Quicksort & Mergesort

The Sorting Application

The examples in this document all part of the Java Application Sorting. Download the source archive Sorting.zip and install it as a Java Application with Existing Sources. See the Using NetBeans document for details.

Like others, the Sorting project has multiple Main Classes intended to illustrate various independent features. The simplest way to run the various classes is to right-click the file and select Run File either in the file itself or from the listing in the Projects window.

Java sorting

The quickSort and mergeSort algorithms are both fast although quickSort is considered the fastest. The mergeSort has the added advantage of being stable. Java uses both of them for its sorting methodology: These algorithm variations attempt to gain speed in sorting real-world situations where the data typically has many "sequential runs" as opposed to being purely random.

quickSort

The idea behind the quickSort algorithm is to choose, among the array elements, one which will serve as a pivot element used to split the array into two parts:
i
pivot pivot
0 n
The second phase calls quicksort recursively on the two parts.

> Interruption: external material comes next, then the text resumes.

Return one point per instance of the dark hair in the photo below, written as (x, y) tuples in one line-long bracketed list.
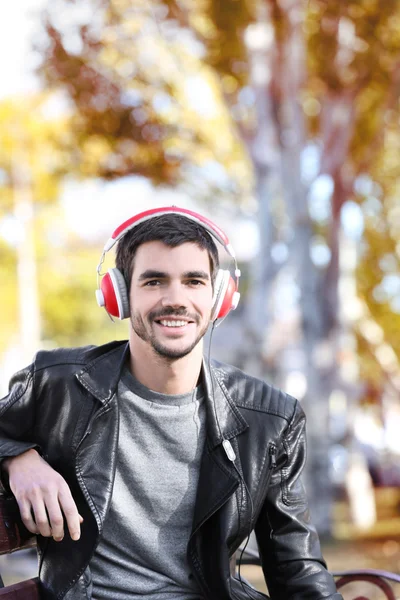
[(171, 229)]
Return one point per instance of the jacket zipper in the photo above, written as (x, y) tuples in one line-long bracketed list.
[(272, 450)]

We must ensure that the i index satisfies 0 < i < n, so that both parts are non-empty; otherwise, quickSort would fall into infinite recursion! The essence of quickSort's speed is to get the partitioning split to be as close as possible to the middle.

Quicksort partitioning algorithm

A key step is how the pivot is chosen. We do so by sorting the elements at three positions:
a[from], a[center], a[to-1]     ( center = (from+to)/2 ) 
The pivot is set to a[center] and the starting indices are as follows:
a  
i j
     
from to-1
Having sorted the three key elements, we know before the loop starts that a[i] ≤ pivot and pivot ≤ a[j]. Here is partition algorithm pseudo-code:
// center = (from + to)/2;  
// sort the 3 elements { a[from], a[center], a[to-1] }
pivot = a[center];
i = from;
j = to-1;
while (true) {
  while (a[++i] < pivot) { }  // move i up and keep going if element is < pivot
 
  while (pivot < a[--j]) { }  // move j down and keep going if element is > pivot
 
  if (i < j) {
    // swap a[i] and a[j]
    int tmp = a[i];
    a[i] = a[j];
    a[j] = tmp;
  } 
  else {
    break;
  }
}
In the quickSort splitting code, the indices i and j control the splitting and the i index ends up being the correct marker so that: Key points are that: After the partitioning is complete, we call the algorithm recursively on both sides:
quickSort(a, from, i);  // include from, exclude i
quickSort(a, i, to);    // include i, exclude to
The key point of the partitioning which ensures that this actually works is that, after completion:
from < i < to
Without this guarantee, one of the recursive calls would be empty and the other would be to the entire array (possibly altered). This is the initial importance of the seemingly inefficient "<" comparison when comparing against the pivot element.

Median of 3

The usage of the medianOf3 helper function attempts to determine the best possible choice of pivot in constant time. The closer these two parts are to being the same size, the faster the algorithm will be. The medianOf3 function sorts the left, center, and right elements and then pivot is chosen to be the value of the center element. In particular, in a common order pattern of being "nearly sorted," medianOf3 is likely to choose a good pivot element.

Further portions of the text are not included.